Lepore is the recipient of many honors, awards, and honorary degrees, and has been a finalist for the National Book Award; the National Magazine Award; and, twice, for the Pulitzer Prize. Her essays and reviews have appeared in The New York Times, Times Literary Supplement, Journal of American History, Foreign Affairs, Yale Law Journal, American Scholar, and American Quarterly.

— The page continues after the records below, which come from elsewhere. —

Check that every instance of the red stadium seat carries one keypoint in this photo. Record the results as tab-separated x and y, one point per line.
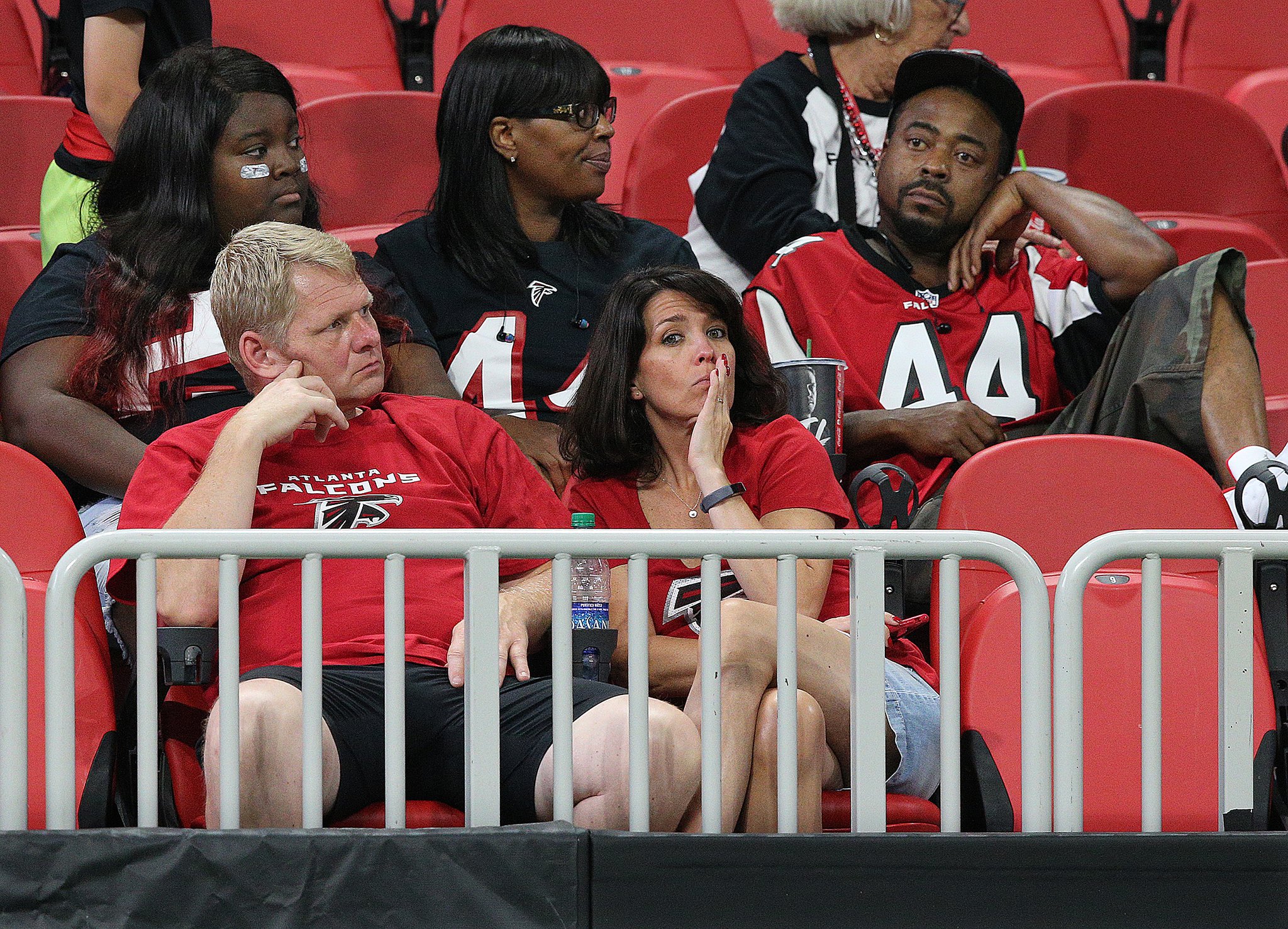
1213	44
31	126
1268	286
1112	717
768	39
709	35
1265	98
1095	484
1086	38
1194	235
21	48
353	39
372	156
677	142
36	527
1135	142
641	91
19	263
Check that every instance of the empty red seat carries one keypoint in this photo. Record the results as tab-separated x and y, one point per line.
1194	235
19	263
372	156
36	527
1158	147
355	40
768	39
1264	96
1112	706
1095	484
1086	38
1268	285
21	48
709	35
677	142
31	126
1213	44
641	91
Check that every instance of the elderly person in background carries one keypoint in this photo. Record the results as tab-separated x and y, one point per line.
801	140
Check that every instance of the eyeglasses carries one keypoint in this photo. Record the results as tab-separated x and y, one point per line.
585	115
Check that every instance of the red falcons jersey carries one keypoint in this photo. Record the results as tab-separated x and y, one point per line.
1023	342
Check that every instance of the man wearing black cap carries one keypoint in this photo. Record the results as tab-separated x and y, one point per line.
951	346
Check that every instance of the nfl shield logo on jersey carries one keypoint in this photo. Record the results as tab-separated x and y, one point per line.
929	297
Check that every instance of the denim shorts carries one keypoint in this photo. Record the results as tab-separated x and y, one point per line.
913	708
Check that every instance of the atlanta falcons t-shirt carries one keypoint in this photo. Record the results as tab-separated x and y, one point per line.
784	467
404	463
519	352
1022	343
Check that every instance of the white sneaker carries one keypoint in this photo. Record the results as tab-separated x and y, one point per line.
1258	499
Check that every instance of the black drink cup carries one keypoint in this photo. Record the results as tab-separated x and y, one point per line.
814	392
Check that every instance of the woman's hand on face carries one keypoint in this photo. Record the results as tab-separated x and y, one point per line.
713	430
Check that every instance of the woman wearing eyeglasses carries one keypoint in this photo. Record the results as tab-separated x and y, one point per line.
804	131
512	262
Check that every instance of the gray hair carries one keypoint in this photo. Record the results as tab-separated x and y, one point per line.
841	17
253	289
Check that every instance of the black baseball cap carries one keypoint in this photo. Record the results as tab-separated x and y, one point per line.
972	71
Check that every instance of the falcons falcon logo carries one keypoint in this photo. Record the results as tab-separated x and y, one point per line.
540	290
351	513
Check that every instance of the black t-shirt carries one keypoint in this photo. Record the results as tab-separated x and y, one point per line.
538	372
170	26
55	306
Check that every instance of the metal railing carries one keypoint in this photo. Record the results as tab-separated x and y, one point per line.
482	550
1236	552
13	696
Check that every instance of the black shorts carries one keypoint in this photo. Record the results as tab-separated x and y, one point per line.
355	710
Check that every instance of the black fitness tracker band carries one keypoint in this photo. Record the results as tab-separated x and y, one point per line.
721	494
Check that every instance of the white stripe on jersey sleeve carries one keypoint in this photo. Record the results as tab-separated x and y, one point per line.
779	333
1058	308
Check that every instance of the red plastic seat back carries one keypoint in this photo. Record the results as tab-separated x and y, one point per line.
709	35
355	38
1084	36
1268	312
1264	96
372	156
36	528
1053	494
677	142
19	263
21	50
1213	44
1194	235
1134	141
1112	717
31	126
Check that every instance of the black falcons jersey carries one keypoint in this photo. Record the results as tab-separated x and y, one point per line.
521	352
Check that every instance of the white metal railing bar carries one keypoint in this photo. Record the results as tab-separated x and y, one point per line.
789	815
1236	552
13	696
480	549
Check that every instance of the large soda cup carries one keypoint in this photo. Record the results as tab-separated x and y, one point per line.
1053	174
814	392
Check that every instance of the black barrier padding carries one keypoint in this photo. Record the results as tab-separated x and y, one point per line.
511	877
940	881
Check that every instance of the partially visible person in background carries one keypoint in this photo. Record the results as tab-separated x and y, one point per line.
114	47
802	130
511	266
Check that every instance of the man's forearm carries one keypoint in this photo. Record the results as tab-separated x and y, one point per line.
222	499
1114	244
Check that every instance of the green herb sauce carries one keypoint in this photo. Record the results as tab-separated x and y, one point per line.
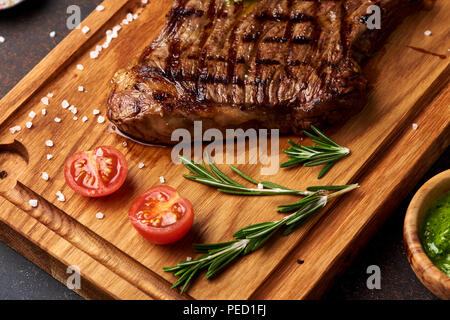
436	234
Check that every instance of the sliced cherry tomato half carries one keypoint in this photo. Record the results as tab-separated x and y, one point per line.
161	216
96	173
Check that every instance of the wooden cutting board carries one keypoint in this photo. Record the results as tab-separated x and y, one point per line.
388	158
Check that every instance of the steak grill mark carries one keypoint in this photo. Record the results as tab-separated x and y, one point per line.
282	64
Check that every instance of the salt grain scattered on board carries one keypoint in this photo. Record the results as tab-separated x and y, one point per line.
85	29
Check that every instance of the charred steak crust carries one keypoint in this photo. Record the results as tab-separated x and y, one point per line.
266	64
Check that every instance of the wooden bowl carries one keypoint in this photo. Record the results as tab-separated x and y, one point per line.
433	278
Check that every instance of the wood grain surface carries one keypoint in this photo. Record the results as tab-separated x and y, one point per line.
382	132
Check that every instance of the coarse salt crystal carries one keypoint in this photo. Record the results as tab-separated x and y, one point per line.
60	196
33	203
45	176
85	29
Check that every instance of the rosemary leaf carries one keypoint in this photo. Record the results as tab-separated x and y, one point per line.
326	152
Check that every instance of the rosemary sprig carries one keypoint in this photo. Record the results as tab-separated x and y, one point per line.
214	177
326	152
248	239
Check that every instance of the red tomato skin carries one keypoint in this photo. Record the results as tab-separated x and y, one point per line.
163	235
103	192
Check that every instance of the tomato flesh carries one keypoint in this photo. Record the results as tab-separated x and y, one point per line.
161	216
96	173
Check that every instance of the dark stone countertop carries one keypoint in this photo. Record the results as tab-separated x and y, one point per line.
26	29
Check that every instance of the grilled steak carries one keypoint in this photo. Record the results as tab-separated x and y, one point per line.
282	64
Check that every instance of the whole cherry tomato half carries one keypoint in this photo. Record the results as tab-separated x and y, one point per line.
96	173
161	216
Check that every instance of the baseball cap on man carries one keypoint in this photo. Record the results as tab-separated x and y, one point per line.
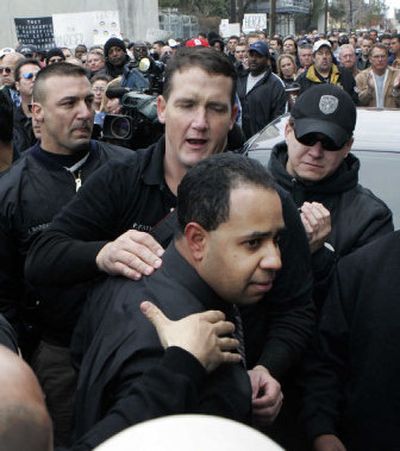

Lepore's earlier work includes a trilogy of books that together constitute a political history of early America: The Name of War: King Philip's War and the Origins of American Identity, winner of the Bancroft Prize, the Ralph Waldo Emerson Award, and the Berkshire Prize; New York Burning: Liberty, Slavery and Conspiracy in Eighteenth-Century Manhattan, winner of the Anisfield-Wolf Award for the best nonfiction book on race, and finalist for the Pulitzer Prize; and Book of Ages: The Life and Opinions of Jane Franklin, Time magazine's Best Nonfiction Book of the Year, winner of the Mark Lynton History Prize, and a finalist for the 2013 National Book Award.
Lepore received a B.A. in English from Tufts University in 1987, an M.A. in American Culture from the University of Michigan in 1990, and a PhD in American Studies from Yale University in 1995. She lives in Cambridge, MA, with her husband and their three sons.